Another kick in the teeth this week for Theresa May and her determined squeal that drugs policy is working. After ignoring the research-based recommendations from a group of cross-party peers concerning decriminalisation, then developing selective deafness towards her drugs advisory board by banning khat, Theresa seems fixated on perpetuating the War On Drugs, whether anyone agrees with her or not.

It will be interesting, then, to see how she reacts to the news that cannabis psychosis admissions have actually increased since the drug was reclassified as a Class B substance. Yep, you’ve got us there, Theresa, you font of knowledge for all things street – clearly drugs policy is reducing use and minimising harm just as it should. Well done for sticking to your guns, and thank god those running the country know what they’re talking about. Phew.

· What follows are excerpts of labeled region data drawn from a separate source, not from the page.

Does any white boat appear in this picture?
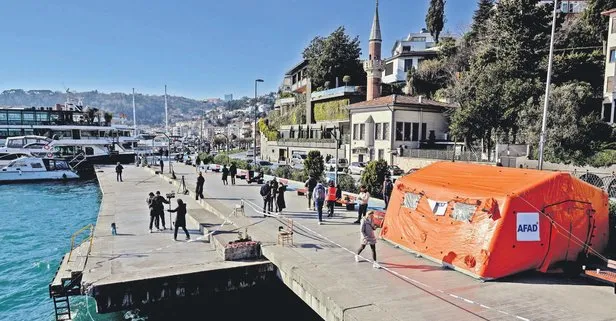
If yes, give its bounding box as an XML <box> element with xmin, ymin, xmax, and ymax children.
<box><xmin>0</xmin><ymin>157</ymin><xmax>79</xmax><ymax>183</ymax></box>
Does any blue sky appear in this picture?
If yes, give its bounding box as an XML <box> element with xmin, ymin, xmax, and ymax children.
<box><xmin>0</xmin><ymin>0</ymin><xmax>476</xmax><ymax>99</ymax></box>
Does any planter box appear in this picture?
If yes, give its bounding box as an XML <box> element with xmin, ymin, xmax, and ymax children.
<box><xmin>217</xmin><ymin>241</ymin><xmax>261</xmax><ymax>261</ymax></box>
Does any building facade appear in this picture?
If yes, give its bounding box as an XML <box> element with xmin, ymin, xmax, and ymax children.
<box><xmin>348</xmin><ymin>95</ymin><xmax>455</xmax><ymax>164</ymax></box>
<box><xmin>601</xmin><ymin>9</ymin><xmax>616</xmax><ymax>124</ymax></box>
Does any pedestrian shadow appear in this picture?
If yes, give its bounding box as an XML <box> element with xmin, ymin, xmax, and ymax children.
<box><xmin>379</xmin><ymin>262</ymin><xmax>444</xmax><ymax>272</ymax></box>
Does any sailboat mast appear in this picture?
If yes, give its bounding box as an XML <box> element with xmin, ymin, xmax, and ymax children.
<box><xmin>133</xmin><ymin>88</ymin><xmax>137</xmax><ymax>137</ymax></box>
<box><xmin>165</xmin><ymin>85</ymin><xmax>169</xmax><ymax>134</ymax></box>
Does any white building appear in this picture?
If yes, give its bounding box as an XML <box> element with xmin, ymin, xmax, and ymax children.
<box><xmin>383</xmin><ymin>29</ymin><xmax>450</xmax><ymax>84</ymax></box>
<box><xmin>348</xmin><ymin>95</ymin><xmax>455</xmax><ymax>164</ymax></box>
<box><xmin>601</xmin><ymin>8</ymin><xmax>616</xmax><ymax>124</ymax></box>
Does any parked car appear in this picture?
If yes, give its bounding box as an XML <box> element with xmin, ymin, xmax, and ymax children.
<box><xmin>325</xmin><ymin>158</ymin><xmax>349</xmax><ymax>172</ymax></box>
<box><xmin>388</xmin><ymin>165</ymin><xmax>404</xmax><ymax>176</ymax></box>
<box><xmin>347</xmin><ymin>162</ymin><xmax>366</xmax><ymax>175</ymax></box>
<box><xmin>291</xmin><ymin>154</ymin><xmax>308</xmax><ymax>165</ymax></box>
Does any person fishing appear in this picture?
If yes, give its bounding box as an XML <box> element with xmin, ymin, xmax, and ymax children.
<box><xmin>167</xmin><ymin>198</ymin><xmax>190</xmax><ymax>241</ymax></box>
<box><xmin>195</xmin><ymin>172</ymin><xmax>205</xmax><ymax>200</ymax></box>
<box><xmin>145</xmin><ymin>192</ymin><xmax>160</xmax><ymax>233</ymax></box>
<box><xmin>154</xmin><ymin>191</ymin><xmax>169</xmax><ymax>231</ymax></box>
<box><xmin>355</xmin><ymin>211</ymin><xmax>381</xmax><ymax>269</ymax></box>
<box><xmin>116</xmin><ymin>162</ymin><xmax>124</xmax><ymax>182</ymax></box>
<box><xmin>222</xmin><ymin>165</ymin><xmax>229</xmax><ymax>185</ymax></box>
<box><xmin>229</xmin><ymin>163</ymin><xmax>237</xmax><ymax>185</ymax></box>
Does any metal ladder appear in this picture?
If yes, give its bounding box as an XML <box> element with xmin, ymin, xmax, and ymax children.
<box><xmin>52</xmin><ymin>295</ymin><xmax>71</xmax><ymax>321</ymax></box>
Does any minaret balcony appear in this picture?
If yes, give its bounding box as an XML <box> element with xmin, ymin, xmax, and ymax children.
<box><xmin>364</xmin><ymin>60</ymin><xmax>385</xmax><ymax>72</ymax></box>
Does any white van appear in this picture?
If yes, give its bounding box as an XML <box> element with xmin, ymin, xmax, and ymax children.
<box><xmin>291</xmin><ymin>154</ymin><xmax>307</xmax><ymax>165</ymax></box>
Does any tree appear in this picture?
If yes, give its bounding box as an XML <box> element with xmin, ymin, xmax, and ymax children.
<box><xmin>342</xmin><ymin>75</ymin><xmax>351</xmax><ymax>86</ymax></box>
<box><xmin>521</xmin><ymin>82</ymin><xmax>612</xmax><ymax>166</ymax></box>
<box><xmin>303</xmin><ymin>27</ymin><xmax>366</xmax><ymax>88</ymax></box>
<box><xmin>466</xmin><ymin>0</ymin><xmax>494</xmax><ymax>42</ymax></box>
<box><xmin>426</xmin><ymin>0</ymin><xmax>445</xmax><ymax>42</ymax></box>
<box><xmin>304</xmin><ymin>150</ymin><xmax>325</xmax><ymax>180</ymax></box>
<box><xmin>361</xmin><ymin>159</ymin><xmax>389</xmax><ymax>197</ymax></box>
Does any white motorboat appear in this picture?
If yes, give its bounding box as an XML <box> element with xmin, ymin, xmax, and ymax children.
<box><xmin>0</xmin><ymin>157</ymin><xmax>79</xmax><ymax>183</ymax></box>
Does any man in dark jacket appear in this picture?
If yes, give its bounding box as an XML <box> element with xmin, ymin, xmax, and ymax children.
<box><xmin>167</xmin><ymin>198</ymin><xmax>190</xmax><ymax>241</ymax></box>
<box><xmin>145</xmin><ymin>192</ymin><xmax>160</xmax><ymax>233</ymax></box>
<box><xmin>195</xmin><ymin>172</ymin><xmax>205</xmax><ymax>200</ymax></box>
<box><xmin>259</xmin><ymin>182</ymin><xmax>272</xmax><ymax>217</ymax></box>
<box><xmin>229</xmin><ymin>163</ymin><xmax>237</xmax><ymax>185</ymax></box>
<box><xmin>304</xmin><ymin>175</ymin><xmax>318</xmax><ymax>210</ymax></box>
<box><xmin>116</xmin><ymin>162</ymin><xmax>124</xmax><ymax>182</ymax></box>
<box><xmin>154</xmin><ymin>191</ymin><xmax>169</xmax><ymax>230</ymax></box>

Tottering Tory Totty aside, I have to admit this is a pretty bizarre finding. At no point did I think that reclassifying the drug would decrease the harm caused – why would it, it’s still illegal and that didn’t put people off before – but the inverted correlation between cannabis-related psychosis hospital admissions and reclassification of the drug is difficult to explain.

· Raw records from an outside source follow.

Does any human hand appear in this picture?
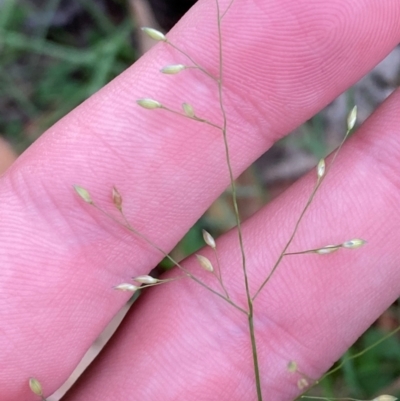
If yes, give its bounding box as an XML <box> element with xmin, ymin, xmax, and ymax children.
<box><xmin>0</xmin><ymin>0</ymin><xmax>400</xmax><ymax>401</ymax></box>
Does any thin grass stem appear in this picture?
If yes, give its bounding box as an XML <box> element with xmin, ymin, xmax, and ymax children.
<box><xmin>91</xmin><ymin>202</ymin><xmax>248</xmax><ymax>315</ymax></box>
<box><xmin>253</xmin><ymin>129</ymin><xmax>351</xmax><ymax>301</ymax></box>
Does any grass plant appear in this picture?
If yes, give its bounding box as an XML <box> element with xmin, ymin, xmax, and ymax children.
<box><xmin>23</xmin><ymin>0</ymin><xmax>399</xmax><ymax>401</ymax></box>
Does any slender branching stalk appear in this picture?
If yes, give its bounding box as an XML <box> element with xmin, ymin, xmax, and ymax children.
<box><xmin>70</xmin><ymin>0</ymin><xmax>400</xmax><ymax>401</ymax></box>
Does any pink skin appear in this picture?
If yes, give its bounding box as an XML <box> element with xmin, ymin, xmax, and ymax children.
<box><xmin>0</xmin><ymin>0</ymin><xmax>400</xmax><ymax>401</ymax></box>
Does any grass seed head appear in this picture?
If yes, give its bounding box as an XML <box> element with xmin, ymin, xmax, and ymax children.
<box><xmin>342</xmin><ymin>238</ymin><xmax>367</xmax><ymax>249</ymax></box>
<box><xmin>29</xmin><ymin>377</ymin><xmax>43</xmax><ymax>397</ymax></box>
<box><xmin>202</xmin><ymin>230</ymin><xmax>217</xmax><ymax>249</ymax></box>
<box><xmin>141</xmin><ymin>27</ymin><xmax>167</xmax><ymax>42</ymax></box>
<box><xmin>74</xmin><ymin>185</ymin><xmax>93</xmax><ymax>205</ymax></box>
<box><xmin>136</xmin><ymin>98</ymin><xmax>162</xmax><ymax>110</ymax></box>
<box><xmin>347</xmin><ymin>106</ymin><xmax>357</xmax><ymax>131</ymax></box>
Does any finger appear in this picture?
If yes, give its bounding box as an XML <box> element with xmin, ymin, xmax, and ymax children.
<box><xmin>65</xmin><ymin>91</ymin><xmax>400</xmax><ymax>401</ymax></box>
<box><xmin>0</xmin><ymin>0</ymin><xmax>400</xmax><ymax>400</ymax></box>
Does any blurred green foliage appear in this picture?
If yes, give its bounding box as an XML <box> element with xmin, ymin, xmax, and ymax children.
<box><xmin>0</xmin><ymin>0</ymin><xmax>137</xmax><ymax>152</ymax></box>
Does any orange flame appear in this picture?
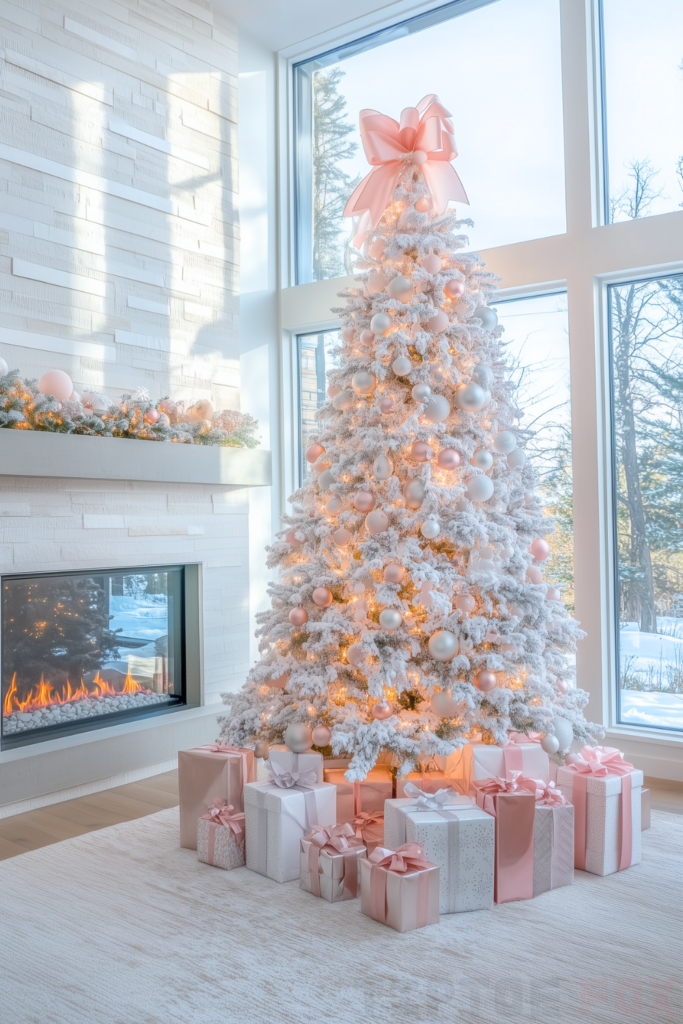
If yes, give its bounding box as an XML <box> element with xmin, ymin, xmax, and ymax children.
<box><xmin>2</xmin><ymin>669</ymin><xmax>152</xmax><ymax>715</ymax></box>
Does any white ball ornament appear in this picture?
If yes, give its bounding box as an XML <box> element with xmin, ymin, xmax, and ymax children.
<box><xmin>429</xmin><ymin>630</ymin><xmax>458</xmax><ymax>662</ymax></box>
<box><xmin>366</xmin><ymin>509</ymin><xmax>389</xmax><ymax>537</ymax></box>
<box><xmin>391</xmin><ymin>355</ymin><xmax>413</xmax><ymax>377</ymax></box>
<box><xmin>411</xmin><ymin>384</ymin><xmax>432</xmax><ymax>401</ymax></box>
<box><xmin>387</xmin><ymin>273</ymin><xmax>413</xmax><ymax>302</ymax></box>
<box><xmin>403</xmin><ymin>480</ymin><xmax>425</xmax><ymax>509</ymax></box>
<box><xmin>422</xmin><ymin>394</ymin><xmax>451</xmax><ymax>423</ymax></box>
<box><xmin>456</xmin><ymin>384</ymin><xmax>486</xmax><ymax>413</ymax></box>
<box><xmin>553</xmin><ymin>716</ymin><xmax>573</xmax><ymax>751</ymax></box>
<box><xmin>420</xmin><ymin>519</ymin><xmax>441</xmax><ymax>541</ymax></box>
<box><xmin>472</xmin><ymin>362</ymin><xmax>494</xmax><ymax>391</ymax></box>
<box><xmin>373</xmin><ymin>455</ymin><xmax>393</xmax><ymax>480</ymax></box>
<box><xmin>38</xmin><ymin>370</ymin><xmax>74</xmax><ymax>401</ymax></box>
<box><xmin>370</xmin><ymin>313</ymin><xmax>391</xmax><ymax>337</ymax></box>
<box><xmin>472</xmin><ymin>306</ymin><xmax>498</xmax><ymax>331</ymax></box>
<box><xmin>351</xmin><ymin>370</ymin><xmax>377</xmax><ymax>394</ymax></box>
<box><xmin>507</xmin><ymin>449</ymin><xmax>526</xmax><ymax>469</ymax></box>
<box><xmin>541</xmin><ymin>732</ymin><xmax>560</xmax><ymax>754</ymax></box>
<box><xmin>332</xmin><ymin>388</ymin><xmax>355</xmax><ymax>413</ymax></box>
<box><xmin>380</xmin><ymin>608</ymin><xmax>403</xmax><ymax>630</ymax></box>
<box><xmin>470</xmin><ymin>449</ymin><xmax>494</xmax><ymax>470</ymax></box>
<box><xmin>284</xmin><ymin>722</ymin><xmax>313</xmax><ymax>754</ymax></box>
<box><xmin>466</xmin><ymin>476</ymin><xmax>494</xmax><ymax>502</ymax></box>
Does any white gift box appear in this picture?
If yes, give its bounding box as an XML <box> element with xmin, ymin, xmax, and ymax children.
<box><xmin>384</xmin><ymin>797</ymin><xmax>496</xmax><ymax>913</ymax></box>
<box><xmin>245</xmin><ymin>782</ymin><xmax>337</xmax><ymax>882</ymax></box>
<box><xmin>299</xmin><ymin>839</ymin><xmax>367</xmax><ymax>903</ymax></box>
<box><xmin>268</xmin><ymin>744</ymin><xmax>323</xmax><ymax>782</ymax></box>
<box><xmin>471</xmin><ymin>743</ymin><xmax>550</xmax><ymax>782</ymax></box>
<box><xmin>533</xmin><ymin>804</ymin><xmax>573</xmax><ymax>896</ymax></box>
<box><xmin>197</xmin><ymin>817</ymin><xmax>245</xmax><ymax>871</ymax></box>
<box><xmin>557</xmin><ymin>768</ymin><xmax>643</xmax><ymax>874</ymax></box>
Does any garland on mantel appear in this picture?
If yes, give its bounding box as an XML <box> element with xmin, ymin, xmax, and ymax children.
<box><xmin>0</xmin><ymin>370</ymin><xmax>259</xmax><ymax>449</ymax></box>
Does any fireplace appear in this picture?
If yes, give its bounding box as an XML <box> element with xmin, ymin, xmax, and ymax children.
<box><xmin>0</xmin><ymin>565</ymin><xmax>200</xmax><ymax>749</ymax></box>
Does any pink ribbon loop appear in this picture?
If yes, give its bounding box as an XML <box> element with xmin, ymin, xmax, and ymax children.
<box><xmin>344</xmin><ymin>93</ymin><xmax>469</xmax><ymax>248</ymax></box>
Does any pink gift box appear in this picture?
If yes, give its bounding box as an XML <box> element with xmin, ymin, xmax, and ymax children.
<box><xmin>360</xmin><ymin>843</ymin><xmax>439</xmax><ymax>932</ymax></box>
<box><xmin>324</xmin><ymin>768</ymin><xmax>393</xmax><ymax>825</ymax></box>
<box><xmin>178</xmin><ymin>743</ymin><xmax>256</xmax><ymax>850</ymax></box>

I have been pondering on this. Without subscribing to the Journal of Drug Policy (which is, I have to admit, surprisingly tempting, but takes money, of which I have little), I can’t see whether participants who suffered psychotic admissions had taken solely cannabis. My hunch is that something different may be afoot here. Rates of psychosis amongst my client-group have gone through the roof since MCat has surfaced, and I have heard similar reports from prisons regarding synthetic cannabanoids. I know that, until very recently, and certainly not within the confined dates of this longitudinal study, testing facilities for these drugs had not been developed – and even if they had, the average mental health ward would not have had access to them. So, my sneaky conclusion is that the increased rates of psychosis admission may have been due to the use of other substances – which were not only impossible to detect, but were also legal at the time and so potentially not reported or classified.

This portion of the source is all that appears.